Holland Park/Shepard's Bush

Is actually a very posh area. Well Holland Park mostly always was, with great Victorian homes built out from the park, and since Jean Hardcastle lives just across from the park, you can imagine her house would be worth a bob or two.

Funny scene in "AbFab" when Patsy Stone is being interviewed by "Hello Magazine" at Ed's house and the reported says "where am I", "what is this area"? "Shepard's Bush?. Edina appears screaming "Holland Park, Holland Park"! She futher goes on to say it is the "rich heartland of Holland Park".

As for Jean HardCastle's townhouse kitchen, it is on the same floor as the livingroom and dining room, just down the hall. Indeed if one walks in the front door it is right down the way past the stairs.

If the house is old as the area, it could be at one time the kitchen was located down stairs, but moved up to the first floor as servantless housekeeping took over. Many people who purchase NYC townhouses (Brownstones), lament having the original kitchens in the basement as it means trudging up and down several flights of stairs all day long.

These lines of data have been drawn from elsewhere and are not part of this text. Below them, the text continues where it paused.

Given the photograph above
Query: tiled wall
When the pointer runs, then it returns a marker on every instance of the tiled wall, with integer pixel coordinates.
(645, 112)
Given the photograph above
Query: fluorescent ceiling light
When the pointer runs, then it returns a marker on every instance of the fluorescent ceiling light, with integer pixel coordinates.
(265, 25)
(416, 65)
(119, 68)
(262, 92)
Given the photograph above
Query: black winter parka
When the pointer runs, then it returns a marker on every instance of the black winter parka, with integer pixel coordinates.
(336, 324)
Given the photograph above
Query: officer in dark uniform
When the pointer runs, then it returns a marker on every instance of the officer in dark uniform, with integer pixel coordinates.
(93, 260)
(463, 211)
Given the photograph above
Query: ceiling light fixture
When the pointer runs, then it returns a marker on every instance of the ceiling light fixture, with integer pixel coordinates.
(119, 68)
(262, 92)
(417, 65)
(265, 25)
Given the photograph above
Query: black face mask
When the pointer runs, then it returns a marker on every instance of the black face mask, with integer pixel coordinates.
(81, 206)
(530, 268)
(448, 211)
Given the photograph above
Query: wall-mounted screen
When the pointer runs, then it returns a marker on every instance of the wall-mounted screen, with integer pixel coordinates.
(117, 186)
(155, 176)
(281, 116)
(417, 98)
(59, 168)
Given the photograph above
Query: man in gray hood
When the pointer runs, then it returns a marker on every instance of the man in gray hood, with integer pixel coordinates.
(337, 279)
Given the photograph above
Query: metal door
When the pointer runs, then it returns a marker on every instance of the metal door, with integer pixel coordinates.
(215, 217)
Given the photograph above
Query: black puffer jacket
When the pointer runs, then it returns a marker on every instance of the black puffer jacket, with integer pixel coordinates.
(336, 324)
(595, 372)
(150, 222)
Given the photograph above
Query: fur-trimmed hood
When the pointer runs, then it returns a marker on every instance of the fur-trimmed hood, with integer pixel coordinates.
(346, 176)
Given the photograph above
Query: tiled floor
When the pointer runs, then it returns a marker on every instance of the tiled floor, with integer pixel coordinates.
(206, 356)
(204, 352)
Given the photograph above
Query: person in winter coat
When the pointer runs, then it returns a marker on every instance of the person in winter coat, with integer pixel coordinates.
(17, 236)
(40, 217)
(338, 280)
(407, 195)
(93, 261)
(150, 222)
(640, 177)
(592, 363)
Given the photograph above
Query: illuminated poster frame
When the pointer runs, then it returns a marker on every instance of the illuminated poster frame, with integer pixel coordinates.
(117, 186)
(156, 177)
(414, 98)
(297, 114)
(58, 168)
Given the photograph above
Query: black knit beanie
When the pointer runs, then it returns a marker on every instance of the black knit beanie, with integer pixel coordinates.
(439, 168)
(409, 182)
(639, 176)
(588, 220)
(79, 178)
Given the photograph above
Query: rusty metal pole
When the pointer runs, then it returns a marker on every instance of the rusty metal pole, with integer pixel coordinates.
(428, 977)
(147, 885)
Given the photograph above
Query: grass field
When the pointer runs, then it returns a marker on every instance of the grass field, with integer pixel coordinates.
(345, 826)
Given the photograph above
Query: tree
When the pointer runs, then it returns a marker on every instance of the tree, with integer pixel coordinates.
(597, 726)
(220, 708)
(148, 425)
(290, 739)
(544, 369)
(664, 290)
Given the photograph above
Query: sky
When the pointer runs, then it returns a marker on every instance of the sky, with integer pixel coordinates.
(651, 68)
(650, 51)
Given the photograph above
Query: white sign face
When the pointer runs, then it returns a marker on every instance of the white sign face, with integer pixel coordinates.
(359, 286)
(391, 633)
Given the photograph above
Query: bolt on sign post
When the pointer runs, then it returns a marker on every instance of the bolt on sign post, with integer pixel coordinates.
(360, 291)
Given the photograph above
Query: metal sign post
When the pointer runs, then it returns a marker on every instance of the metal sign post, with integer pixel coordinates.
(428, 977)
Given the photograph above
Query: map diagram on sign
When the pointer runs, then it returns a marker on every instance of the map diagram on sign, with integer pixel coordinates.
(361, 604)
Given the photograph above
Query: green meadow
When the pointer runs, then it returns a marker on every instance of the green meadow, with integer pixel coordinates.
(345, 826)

Wealthy familes with live in help of course rarely if ever went down into the kitchens, since that was the servants domain. When developers began to build middleclass suburb houses in and around London around 1900, the put the kitchen on the main floor (as in 1900 House), since it was a given that these homes wouldn't have the old arrangement of full time servants.

 
For me it would have to be the house from the TV show Family with Kate Lawrence and of course who could for get Willie! I loved that kitchen!!!!!
 
1. The Clampett mansion (Beverly Hillbillies)
2. The Brady home
3. Bob & Emily Hartley's home (Bob Newhart Show)
4. Rob & Laura Petrie's home (Dick Van Dyke Show)
5. Patty Lane's home (Patty Duke Show)
6. Family Affair (Manhattan apartment if I remember right)
7. Leave it to Beaver (the new house)

Hon. mention for Will Truman's bedroom (Will & Grace).
 
Hard to decide...

Love the Stephen's house in Bewitched...
The Brady's house
The Jefferson's Manhattan apartment
AND have a very soft spot in my heart for Gothic Transitional homes like the Adams Family - Granted no cool appliances BUT I would want to retain Lurch and Thing...
 
It would depend where I was living. If it was in England I would go for Patsy Stone's apartment over the liquor store.
Just for the convience and low maintenance, besides you would always be over at Edwina's anyway.
For historical charm it would be Munsters/Addams family house.
If I was in the burbs, it would be the Brady's house, but would have to install a dishwasher, they never showed one did they?
If I was in the city on a budget,it would have to be Mary Richard's first apartment. If I was well off, then it would have to be George and Weezy's deluxe apartment in the sky complete with harvest gold side by side with icemaker and pot scrubber dishwasher.
One thing I always wondered about. If that apartment was so deluxe with 4 bathrooms and dishwasher, why did Florence have to go to the buildings laundryroom? Shouldn't there have been a washer hook up somewhere?
 
Not Really

Many NYC apartment buildings both upscale, low and in between did not have laundry connections and or laundry rooms in each apartment. Indeed most apartment leases then and now forbid the installation of any laundry appliance (washer or dryer). Some even ban automatic dishwashers as well.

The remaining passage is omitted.